August 01, 2003

Computational clusters today, server rooms tomorrow

Low-cost software and hardware make Linux ideal high-performance computing tasks

Scott Studham is running a massive chemistry modeling program at the Pacific Northwest National Laboratory in Richmond, Wash., and he is relying on 64-bit Linux to do the job.

Studham, the technical lead of the lab’s molecular science computing facility, part of the U.S. Department of Energy, uses a $24.5 million supercomputer to crunch enormous volumes of data for rapid environmental analysis of chemical spills or the seepage of radioactive waste.

The supercomputer is actually a giant cluster of Itanium-based Hewlett-Packard systems running Linux, using 1,900 Itanium chips in more than 950 nodes with 12GB of memory in each node. Begun in May 2002, the cluster was upgraded this summer with the latest Itanium 2 processors.

“We now have the eighth most powerful computer system in the world, all of it on Linux,” Studham says. Linux was an easy choice, he adds. “It was the most cost-effective option for us.”

The first niche 64-bit Linux is finding is with IT managers overseeing high-performance computing tasks, thanks to the compelling combination of low-cost open source software and commodity-priced 64-bit power. “There are high-performance computational research facilities at academic institutions, and at financial institutions, that use software for risk analysis and equity management that are very interested in 64-bit Linux,” says Dan Kusnetzky, a system software analyst at Framingham, Mass.-based IDC. “What we are seeing is a microprocessor that brings that kind of computing down to a lower-cost platform that may lead people who wouldn’t have considered it before to now find it interesting.”

At State University of New York at Buffalo, Russ Miller is weighing which 64-bit Linux system to deploy at the university’s Center for Computational Research, where he is director. The supercomputing center includes a cluster comprised of 300 Dell PowerEdge 2650 servers, each with dual Intel Xeon processors running Red Hat Linux.
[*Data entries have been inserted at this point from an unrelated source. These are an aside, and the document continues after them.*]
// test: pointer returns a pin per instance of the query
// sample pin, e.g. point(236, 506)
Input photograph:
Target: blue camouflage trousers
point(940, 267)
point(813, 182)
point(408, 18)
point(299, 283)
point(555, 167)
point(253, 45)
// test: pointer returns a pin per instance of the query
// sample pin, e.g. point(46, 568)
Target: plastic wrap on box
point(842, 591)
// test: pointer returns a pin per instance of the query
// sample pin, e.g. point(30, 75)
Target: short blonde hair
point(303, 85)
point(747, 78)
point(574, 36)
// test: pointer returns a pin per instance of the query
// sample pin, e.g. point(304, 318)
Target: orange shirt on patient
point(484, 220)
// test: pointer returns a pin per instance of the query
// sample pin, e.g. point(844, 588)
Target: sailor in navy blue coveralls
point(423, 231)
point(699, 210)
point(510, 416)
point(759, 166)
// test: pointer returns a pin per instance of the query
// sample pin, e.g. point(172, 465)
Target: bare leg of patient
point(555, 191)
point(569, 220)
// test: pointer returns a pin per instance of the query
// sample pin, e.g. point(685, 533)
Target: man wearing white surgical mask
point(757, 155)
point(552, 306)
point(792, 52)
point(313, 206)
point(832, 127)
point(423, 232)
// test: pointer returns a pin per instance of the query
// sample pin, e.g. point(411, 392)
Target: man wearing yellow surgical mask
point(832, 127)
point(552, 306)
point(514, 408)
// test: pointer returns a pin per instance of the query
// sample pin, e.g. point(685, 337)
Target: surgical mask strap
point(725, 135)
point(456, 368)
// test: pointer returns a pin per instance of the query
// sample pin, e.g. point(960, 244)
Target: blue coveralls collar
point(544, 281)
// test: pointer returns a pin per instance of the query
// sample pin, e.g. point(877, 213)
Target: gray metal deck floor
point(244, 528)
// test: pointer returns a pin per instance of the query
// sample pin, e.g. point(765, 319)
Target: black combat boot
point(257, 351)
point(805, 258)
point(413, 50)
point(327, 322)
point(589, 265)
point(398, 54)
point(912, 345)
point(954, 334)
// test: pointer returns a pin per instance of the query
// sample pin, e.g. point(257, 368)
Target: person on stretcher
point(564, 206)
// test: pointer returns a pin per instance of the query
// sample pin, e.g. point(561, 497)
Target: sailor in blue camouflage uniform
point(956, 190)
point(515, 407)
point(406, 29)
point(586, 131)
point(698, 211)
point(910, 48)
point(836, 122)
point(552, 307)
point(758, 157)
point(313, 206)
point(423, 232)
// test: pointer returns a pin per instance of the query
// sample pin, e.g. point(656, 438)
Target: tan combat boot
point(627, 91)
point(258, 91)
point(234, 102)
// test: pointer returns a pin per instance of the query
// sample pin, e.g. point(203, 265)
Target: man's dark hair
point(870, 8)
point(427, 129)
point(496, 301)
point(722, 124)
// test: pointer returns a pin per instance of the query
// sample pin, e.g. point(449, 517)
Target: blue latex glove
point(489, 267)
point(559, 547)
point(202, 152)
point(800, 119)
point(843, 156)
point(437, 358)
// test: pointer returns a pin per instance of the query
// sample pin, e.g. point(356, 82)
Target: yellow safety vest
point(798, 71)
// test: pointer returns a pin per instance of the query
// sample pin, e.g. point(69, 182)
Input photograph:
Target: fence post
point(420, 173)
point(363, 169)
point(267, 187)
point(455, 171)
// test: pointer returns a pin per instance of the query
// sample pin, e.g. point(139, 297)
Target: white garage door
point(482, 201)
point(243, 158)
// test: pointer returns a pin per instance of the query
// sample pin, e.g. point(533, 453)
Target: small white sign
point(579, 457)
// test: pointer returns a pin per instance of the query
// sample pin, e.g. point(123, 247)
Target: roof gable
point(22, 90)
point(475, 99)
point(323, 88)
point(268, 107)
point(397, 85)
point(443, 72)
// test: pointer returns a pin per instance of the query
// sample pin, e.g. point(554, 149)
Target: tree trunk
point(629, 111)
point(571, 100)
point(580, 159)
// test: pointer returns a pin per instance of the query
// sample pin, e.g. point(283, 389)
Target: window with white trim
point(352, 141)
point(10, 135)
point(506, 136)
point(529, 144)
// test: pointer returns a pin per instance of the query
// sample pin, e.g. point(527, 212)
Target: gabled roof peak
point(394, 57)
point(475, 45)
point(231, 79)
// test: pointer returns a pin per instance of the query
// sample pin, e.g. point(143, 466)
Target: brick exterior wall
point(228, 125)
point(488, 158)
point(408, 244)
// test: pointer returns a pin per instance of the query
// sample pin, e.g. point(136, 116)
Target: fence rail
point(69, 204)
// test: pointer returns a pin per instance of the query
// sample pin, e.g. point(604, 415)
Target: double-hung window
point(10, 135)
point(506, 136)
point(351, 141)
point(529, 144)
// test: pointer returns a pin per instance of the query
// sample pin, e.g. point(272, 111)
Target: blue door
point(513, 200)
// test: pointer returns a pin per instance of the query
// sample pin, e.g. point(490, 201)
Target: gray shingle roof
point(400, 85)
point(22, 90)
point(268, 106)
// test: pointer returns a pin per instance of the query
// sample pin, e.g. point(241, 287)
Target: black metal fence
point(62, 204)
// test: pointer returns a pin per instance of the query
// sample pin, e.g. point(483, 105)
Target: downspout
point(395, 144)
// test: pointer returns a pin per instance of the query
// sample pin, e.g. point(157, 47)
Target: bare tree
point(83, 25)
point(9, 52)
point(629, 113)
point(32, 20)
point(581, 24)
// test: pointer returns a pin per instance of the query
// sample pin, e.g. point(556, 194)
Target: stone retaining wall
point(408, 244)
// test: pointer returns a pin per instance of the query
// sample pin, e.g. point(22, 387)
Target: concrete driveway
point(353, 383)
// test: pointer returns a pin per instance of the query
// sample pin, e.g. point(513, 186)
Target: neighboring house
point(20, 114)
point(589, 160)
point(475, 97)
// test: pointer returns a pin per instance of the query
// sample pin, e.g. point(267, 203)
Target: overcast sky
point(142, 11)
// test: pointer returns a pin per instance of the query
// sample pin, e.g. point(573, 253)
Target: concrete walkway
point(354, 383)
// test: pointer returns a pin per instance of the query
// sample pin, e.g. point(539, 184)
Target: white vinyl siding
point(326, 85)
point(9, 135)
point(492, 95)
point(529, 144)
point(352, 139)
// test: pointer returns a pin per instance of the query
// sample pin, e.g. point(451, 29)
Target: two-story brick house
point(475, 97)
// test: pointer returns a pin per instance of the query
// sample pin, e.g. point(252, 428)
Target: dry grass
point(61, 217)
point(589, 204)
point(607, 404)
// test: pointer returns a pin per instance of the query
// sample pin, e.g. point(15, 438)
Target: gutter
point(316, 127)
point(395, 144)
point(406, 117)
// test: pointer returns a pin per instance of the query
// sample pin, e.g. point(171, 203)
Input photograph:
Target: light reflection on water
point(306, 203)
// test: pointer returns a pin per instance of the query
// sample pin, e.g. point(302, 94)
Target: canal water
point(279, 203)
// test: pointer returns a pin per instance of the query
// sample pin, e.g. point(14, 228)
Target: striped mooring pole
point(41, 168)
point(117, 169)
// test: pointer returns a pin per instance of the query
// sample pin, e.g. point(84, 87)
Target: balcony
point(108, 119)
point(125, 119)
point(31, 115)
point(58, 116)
“We are going to be evaluating 64-bit Linux,” Miller says. “We have a variety of systems including multiple Dell clusters, [and 64-bit systems from] Sun and IBM. We will be exploring commodity systems based on Itanium and Opteron, based on operating systems we can work with in the community, i.e. Linux. With Linux, we can put work out in the community so the user-base can do preliminary version testing and development of code.”

Besides organizations running high-performance clusters, enterprises typically are not yet ready for 64-bit Linux. “We just moved over to [32-bit] Linux, but I don’t see us using 64-bit Linux for two years,” says Jorge Borbolla, CIO of AutoTradeCenter, a Mesa, Ariz.-based online car-auction company, which recently implemented a Hewlett-Packard ProLiant-based Oracle 9i RAC system to run its business applications on Red Hat’s Enterprise Linux AS 2.1 operating system.

Nevertheless, Studham believes enterprises with less-intensive computing needs will naturally progress to 64-bit Linux. “We used to have 16-bit programs and we went to 32-bits,” he says. “At some point we had to have 64-bits. Eventually it will be normal to use 4GB of memory, and when we get there it will be normal to run [systems on] 64-bits.”